John Henrik Clarke – The pioneer who made Africana Studies prominent in Academia
Dr. John Henrik Clarke was a writer, professor and historian. During the 1960’s, he played an instrumental role in the creation of Africana studies in professional institutions in academia. Arriving in Harlem at 18 during the 1930’s, Clarke developed himself as a writer and lecturer and became part of what would later be known as the Harlem Renaissance.
Clarke was a member of several study circles including the Harlem Writers’ Workshop, as well as the Harlem History Club.
Clarke was the founding chairman the Black and Puerto Rican Studies Department at Hunter College, a subsidiary of City University of New York. He spent three years as a visiting professor at Cornell University as is known as a great teacher and a renowned thinker in Pan-African History.

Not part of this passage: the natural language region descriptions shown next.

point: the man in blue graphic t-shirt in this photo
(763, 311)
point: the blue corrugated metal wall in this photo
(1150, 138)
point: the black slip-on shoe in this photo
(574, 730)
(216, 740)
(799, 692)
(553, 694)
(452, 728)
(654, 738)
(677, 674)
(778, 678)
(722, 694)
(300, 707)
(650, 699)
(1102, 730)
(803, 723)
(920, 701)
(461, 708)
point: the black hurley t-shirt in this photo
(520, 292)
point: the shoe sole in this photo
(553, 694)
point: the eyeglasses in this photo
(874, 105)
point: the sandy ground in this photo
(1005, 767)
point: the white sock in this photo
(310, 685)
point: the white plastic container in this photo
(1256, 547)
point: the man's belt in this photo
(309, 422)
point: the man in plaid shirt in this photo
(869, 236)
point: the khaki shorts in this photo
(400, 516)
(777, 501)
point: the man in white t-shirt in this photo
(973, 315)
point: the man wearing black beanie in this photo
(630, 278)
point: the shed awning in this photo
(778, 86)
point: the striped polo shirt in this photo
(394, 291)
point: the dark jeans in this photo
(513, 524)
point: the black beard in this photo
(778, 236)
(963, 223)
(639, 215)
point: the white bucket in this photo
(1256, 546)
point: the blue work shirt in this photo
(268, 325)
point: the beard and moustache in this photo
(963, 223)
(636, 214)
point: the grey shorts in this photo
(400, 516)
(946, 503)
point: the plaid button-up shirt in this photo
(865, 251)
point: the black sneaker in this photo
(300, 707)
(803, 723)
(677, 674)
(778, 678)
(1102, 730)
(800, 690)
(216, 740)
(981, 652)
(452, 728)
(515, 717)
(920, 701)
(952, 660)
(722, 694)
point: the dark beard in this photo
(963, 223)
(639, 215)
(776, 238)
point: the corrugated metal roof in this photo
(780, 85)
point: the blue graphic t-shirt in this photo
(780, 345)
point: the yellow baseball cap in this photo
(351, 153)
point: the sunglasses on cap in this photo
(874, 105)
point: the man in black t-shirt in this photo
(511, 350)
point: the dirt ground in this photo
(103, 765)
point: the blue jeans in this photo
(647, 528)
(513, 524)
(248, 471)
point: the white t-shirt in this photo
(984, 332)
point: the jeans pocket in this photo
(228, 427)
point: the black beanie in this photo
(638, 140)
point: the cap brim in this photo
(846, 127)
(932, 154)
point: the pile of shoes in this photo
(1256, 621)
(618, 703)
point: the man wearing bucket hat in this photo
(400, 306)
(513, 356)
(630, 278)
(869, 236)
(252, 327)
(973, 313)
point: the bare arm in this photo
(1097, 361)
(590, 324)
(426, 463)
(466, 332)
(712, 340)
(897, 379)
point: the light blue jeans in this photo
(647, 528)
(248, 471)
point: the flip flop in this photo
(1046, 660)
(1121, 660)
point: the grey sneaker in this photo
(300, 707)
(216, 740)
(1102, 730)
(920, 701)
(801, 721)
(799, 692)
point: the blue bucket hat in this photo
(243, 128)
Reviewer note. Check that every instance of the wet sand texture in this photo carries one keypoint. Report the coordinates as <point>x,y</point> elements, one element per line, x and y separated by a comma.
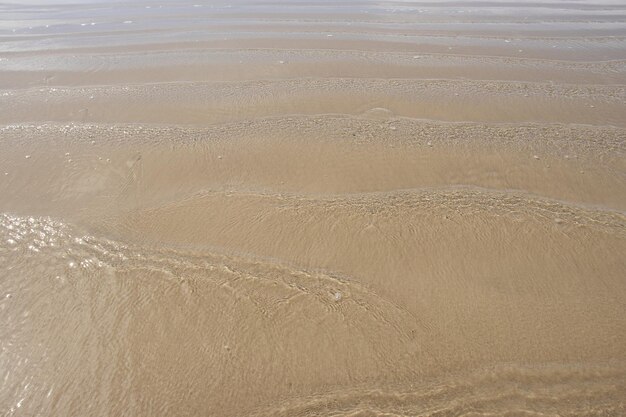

“John Henrick Clarke’s greatest period of influence resides in the 1960’s where he was a prominent intellectual during the Black Power Movement, advocating studies on the African-American experience and the place of Africans in world history. He challenged the views of academic historians and helped shift the way African history was studied and taught.
Clarke was “a scholar devoted to redressing what he saw as a systematic and racist suppression and distortion of African history by traditional scholars. And accused his detractors of having Eurocentric views. His writing included six scholarly books and many scholarly articles. He also edited anthologies of writing by African Americans, as well as collections of his own short stories. In addition, he published general interest articles,” (BHM).